Se volvieron más jóvenes.

Y más jóvenes.

Y más jóvenes.

Los monstruos aullaban de agonía mientras sus formas se distorsionaban y desaparecían.

Los orgullosos Soberanos de Tifón no podían hacer nada.

Se dieron cuenta, demasiado tarde, de la verdadera naturaleza del poder del gusano: no estaba simplemente consumiendo materia.

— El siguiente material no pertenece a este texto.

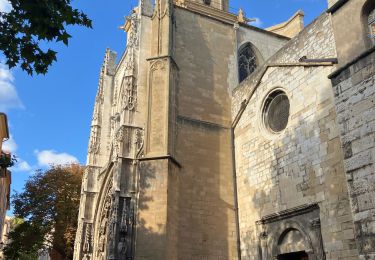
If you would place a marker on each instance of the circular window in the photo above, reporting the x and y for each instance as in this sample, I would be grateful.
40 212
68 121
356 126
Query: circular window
276 111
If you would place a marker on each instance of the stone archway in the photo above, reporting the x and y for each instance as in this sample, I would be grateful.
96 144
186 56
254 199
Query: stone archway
292 245
291 234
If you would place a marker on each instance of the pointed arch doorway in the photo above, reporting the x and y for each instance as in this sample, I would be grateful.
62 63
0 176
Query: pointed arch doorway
302 255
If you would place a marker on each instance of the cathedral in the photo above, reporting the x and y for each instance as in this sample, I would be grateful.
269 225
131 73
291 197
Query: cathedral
214 139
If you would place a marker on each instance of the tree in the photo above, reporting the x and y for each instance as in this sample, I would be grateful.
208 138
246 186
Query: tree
29 24
49 205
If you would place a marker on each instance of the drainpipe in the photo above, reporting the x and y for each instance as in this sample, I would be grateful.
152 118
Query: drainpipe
235 194
236 27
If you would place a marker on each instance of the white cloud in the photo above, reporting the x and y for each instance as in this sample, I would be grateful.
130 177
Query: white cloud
10 145
257 22
21 166
5 6
47 158
8 94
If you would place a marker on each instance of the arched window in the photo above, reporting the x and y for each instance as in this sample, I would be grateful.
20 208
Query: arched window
247 61
368 18
371 24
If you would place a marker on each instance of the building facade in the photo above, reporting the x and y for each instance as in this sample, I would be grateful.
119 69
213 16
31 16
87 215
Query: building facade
214 139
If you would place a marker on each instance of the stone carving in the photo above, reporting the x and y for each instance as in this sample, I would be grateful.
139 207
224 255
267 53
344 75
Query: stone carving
315 223
120 136
133 31
94 140
129 94
125 229
87 246
104 222
139 141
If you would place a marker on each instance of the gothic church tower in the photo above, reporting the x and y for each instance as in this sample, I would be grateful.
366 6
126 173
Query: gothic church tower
159 180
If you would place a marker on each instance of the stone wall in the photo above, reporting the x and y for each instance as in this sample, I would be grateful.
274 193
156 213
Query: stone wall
350 30
354 89
278 174
205 55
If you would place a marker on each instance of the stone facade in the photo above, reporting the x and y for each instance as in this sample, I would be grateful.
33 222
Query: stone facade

Estaba devorando su Tiempo.

Sus cuerpos se estremecieron mientras el horripilante proceso continuaba.

Las formas de los Soberanos se volvieron más jóvenes.

Sus rasgos retrocedieron con cada segundo que pasaba.

Sus poderosas auras disminuyeron.

Su fuerza se desvaneció mientras eran forzados hacia atrás a través de las arenas del tiempo.

El pánico brilló en sus ojos, pero no podían moverse.

La succión del gusano los tenía completamente paralizados.

Y entonces, desaparecieron.

Primero, sus formas físicas se disolvieron en el vacío.

Luego, su misma existencia fue borrada, como si nunca hubieran existido.

La succión se intensificó, y el bosque circundante comenzó a desaparecer también.

Las hojas se convirtieron en brotes, los árboles se encogieron en plántulas, y finalmente, el suelo mismo envejeció hacia atrás convirtiéndose en un páramo estéril.

Emma y los despertadores, parados lo suficientemente lejos para evitar el ataque inmediato del gusano, observaron en silencio atónito.

El aire a su alrededor se sentía pesado, impregnado de una quietud antinatural.

—¿Qué acaba de…

pasar?

—susurró uno de los despertadores con una voz apenas audible.

Los puños de Emma se apretaron mientras examinaba la devastación.

En cuestión de momentos, la exuberante extensión de la Extensión Salvaje se había reducido a un páramo desolado.

El verdor vibrante, los árboles extendidos, la vida abundante —todo había sido devorado, dejando solo un desierto estéril.

En su centro yacía el Núcleo de Tifón.

El árbol gigante pulsaba como un corazón latiente, el único vestigio del bosque que una vez fue vasto.

El gusano emitió un último grito ensordecedor antes de enroscarse sobre sí mismo.

Su cuerpo desapareció en las arenas tan rápido como había emergido.

Emma tragó saliva con dificultad.

Lo que acababa de presenciar la sacudió hasta la médula.

—Esa cosa…

—susurró.

Su voz temblaba con una mezcla de miedo y asombro.

—Está más allá de cualquier cosa a la que nos hayamos enfrentado.

El páramo estéril se extendía ante ellos.

Era un recordatorio del aterrador poder del gusano.

Del aterrador poder de Thanatos.

Thanatos ignoró el alboroto de los despertadores y ordenó a su invocación de sombra que lo llevara al Núcleo de Tifón.